Alpine is also showing off the A110 Color Edition 2020. As you can see from the gallery, searing Sunflower Yellow paint is the headline feature. Alpine says it will release a new Color Edition every year. And finally, the brand’s new Atelier Alpine personalization program allows future owners to further customize their vehicles.
The brand is looking to push into the likes of Germany, the United Kingdom and Switzerland and beyond France, where it made two-thirds of its sales last year.
“We intend to broaden the customer base,” Marinoff said. “We will focus more on people who are looking for a certain lifestyle, for the refinement that a Grand Tourer can deliver.”
The Renault group, which also makes budget Dacia cars, revived the Alpine brand and its two-seater models in 2017, updating a classic design which hit a peak in the 1960s and 70s.
But the French company is struggling with slumping demand in emerging markets and outlined cost cuts in February to try to turn around a decline in operating margins.
Pricier models like the Alpine could help improve the group’s profitability and growth in the longer run as the brand goes even more upmarket and plans more launches, Alpine Chief Executive Patrick Marinoff told Reuters.

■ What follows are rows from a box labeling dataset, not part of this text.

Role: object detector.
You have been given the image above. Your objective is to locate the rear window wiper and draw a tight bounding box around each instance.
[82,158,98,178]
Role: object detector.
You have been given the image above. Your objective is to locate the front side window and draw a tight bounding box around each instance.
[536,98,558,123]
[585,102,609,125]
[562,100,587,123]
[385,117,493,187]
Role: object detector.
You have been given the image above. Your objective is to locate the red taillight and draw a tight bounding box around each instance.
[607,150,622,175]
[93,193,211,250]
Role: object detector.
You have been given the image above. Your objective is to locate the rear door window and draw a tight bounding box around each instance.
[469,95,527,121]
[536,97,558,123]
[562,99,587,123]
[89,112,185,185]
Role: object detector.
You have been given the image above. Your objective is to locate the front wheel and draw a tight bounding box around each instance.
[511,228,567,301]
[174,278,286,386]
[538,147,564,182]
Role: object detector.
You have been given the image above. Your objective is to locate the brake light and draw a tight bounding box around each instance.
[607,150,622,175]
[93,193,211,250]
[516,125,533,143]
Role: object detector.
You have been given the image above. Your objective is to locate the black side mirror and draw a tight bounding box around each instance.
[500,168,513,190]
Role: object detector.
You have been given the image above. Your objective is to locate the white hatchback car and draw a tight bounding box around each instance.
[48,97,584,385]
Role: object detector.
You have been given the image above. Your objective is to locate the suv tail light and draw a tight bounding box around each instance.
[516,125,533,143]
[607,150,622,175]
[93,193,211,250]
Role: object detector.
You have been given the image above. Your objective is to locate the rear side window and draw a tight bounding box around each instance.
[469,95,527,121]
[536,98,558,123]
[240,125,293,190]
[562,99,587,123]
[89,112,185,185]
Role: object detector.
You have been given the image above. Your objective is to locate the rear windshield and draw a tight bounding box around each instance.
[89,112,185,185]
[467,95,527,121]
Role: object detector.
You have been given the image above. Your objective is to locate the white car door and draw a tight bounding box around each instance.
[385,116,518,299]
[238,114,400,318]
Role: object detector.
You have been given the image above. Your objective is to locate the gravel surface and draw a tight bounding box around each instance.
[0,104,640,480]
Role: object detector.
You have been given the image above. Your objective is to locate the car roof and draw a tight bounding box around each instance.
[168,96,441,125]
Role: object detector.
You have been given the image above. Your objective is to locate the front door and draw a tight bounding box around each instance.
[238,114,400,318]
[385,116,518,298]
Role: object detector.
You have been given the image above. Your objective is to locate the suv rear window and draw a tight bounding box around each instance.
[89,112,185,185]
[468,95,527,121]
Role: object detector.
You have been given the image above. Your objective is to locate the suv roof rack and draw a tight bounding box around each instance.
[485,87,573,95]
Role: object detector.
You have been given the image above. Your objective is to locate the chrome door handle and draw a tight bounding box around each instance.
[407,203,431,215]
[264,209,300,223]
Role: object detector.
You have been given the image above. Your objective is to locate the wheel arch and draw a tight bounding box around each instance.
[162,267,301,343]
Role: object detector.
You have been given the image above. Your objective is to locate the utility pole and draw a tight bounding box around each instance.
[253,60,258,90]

“If you look at profit potential in the future, Alpine is the tool and the weapon for Groupe Renault to harvest that potential,” he said in a telephone interview to replace an event planned for this week’s Geneva Motor Show, which has been cancelled due to the coronavirus epidemic.
In the short term, Alpine is bracing for stalling growth after the hype of its first launches dies down. Sales of the vehicle — which is produced in the northern French town of Dieppe and includes a motor from Renault’s alliance partner Nissan — doubled to 4,835 in 2019.
“Looking at our numbers, we do not expect growth (this year),” said Marinoff, a former executive from high-end German brand Daimler.
“We had a fantastic record year last year. We had a fantastic start, but to expect more growth would be definitely too ambitious, we are looking at consolidation.”